Torniamo ora alla biografia del Nostro, nel frattempo nominato parroco a Perdiguera, un piccolo comune aragonese, e cappellano del Patronato per i malati madrileni, mentre compiva gli studi per avere finalmente il dottorato in giurisprudenza. Si giunge così finalmente alla fondazione dell’Opus Dei, fondato il 28 ottobre 1928, memoria dei Santi Simone e Giuda Taddeo, Apostoli e Martiri. La famiglia, gli amici, l’attività professionale: tutto concorre alla santificazione della persona, tutto è occasione per incontrare il Cristo, tutto è strada di santità e di apostolato. «Cristo è la luce delle genti», ci ha insegnato la Lumen gentium, la Costituzione dogmatica sulla Chiesa del Concilio Vaticano II, contenente il celebre comma sulla Vocazione universale alla santità: «è dunque evidente per tutti, che tutti coloro che credono nel Cristo di qualsiasi rango o stato, sono chiamati alla pienezza della vita cristiana e alla perfezione della carità e che tale santità promuove nella stessa società terrena un tenore di vita più umano. Per raggiungere questa perfezione i fedeli usino le forze ricevute secondo la misura con cui Cristo volle donarle, affinché, seguendo l’esempio di lui e diventati conformi alla sua immagine, in tutto obbedienti alla volontà del Padre, con piena generosità si consacrino alla gloria di Dio e al servizio del prossimo. Così la santità del popolo di Dio crescerà in frutti abbondanti, come è splendidamente dimostrato nella storia della Chiesa dalla vita di tanti santi».

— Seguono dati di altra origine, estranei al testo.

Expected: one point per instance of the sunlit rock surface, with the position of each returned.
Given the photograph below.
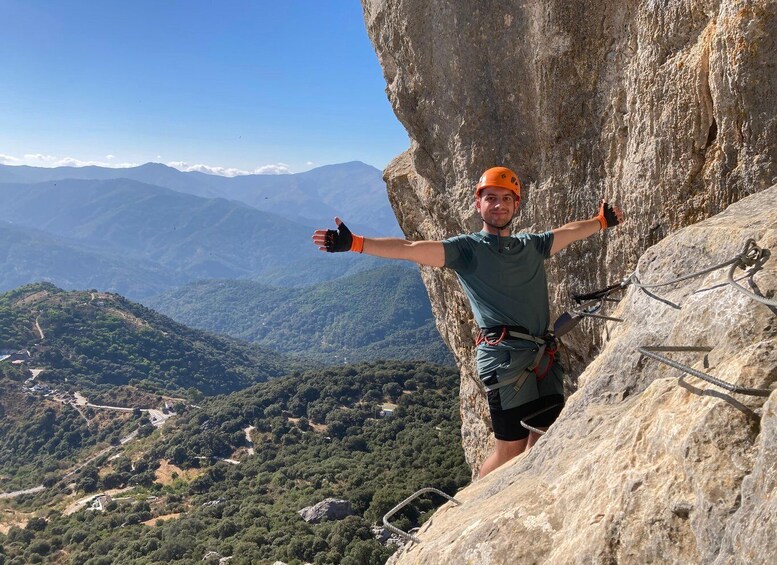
(646, 465)
(667, 108)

Abbiamo citato queste parole nella loro interezza, data l’importanza fondamentale delle stesse nella vicenda dell’Opus Dei e di conseguenza nell’economia del presente lavoro. La nuova avventura ecclesiale fu inizialmente limitata al laicato maschile, ma ben presto il nostro fondatore comprese l’importanza di estendere la sua intuizione anche alle donne: era il 14 febbraio 1930. Ancora, la missione andò a includere fin da subito alcuni sacerdoti, al fine di includere nel movimento ogni forma di vita cristiana: il riferimento è alla Società sacerdotale della Santa Croce, fondata in piena seconda guerra mondiale. Gli anni dell’ascesa al potere di Francisco Franco furono particolarmente complicati per l’Opus Dei, sempre in bilico tra l’attrazione per il potere conservatore e la sofferenza per le persecuzioni inflitte alla nuova comunità dalle varie parti politiche. Terminato il secondo conflitto mondiale, l’Opus Dei giunse in Italia, precisamente a Roma, passando per Genova – tutti luoghi centrali della riscossa cattolica nella seconda metà del XX secolo. Il Nostro morì il 26 giugno 1975, fino alla beatificazione del 17 maggio 1992 e alla canonizzazione del 6 ottobre 2002. È buona cosa ricordare due delle più importanti opere di Josemaria Escriva de Balaguer, ossia Cammino e Forgia, entrambe grande esempio di unione di erudizione e spiritualità. Ecco allora che la figura di Balaguer è come il compendio della fedeltà ai secoli precedenti, come dimostrano le sue opere spirituali, e dell’innovazione, portando avanti la laicale “chiamata universale alla santità”.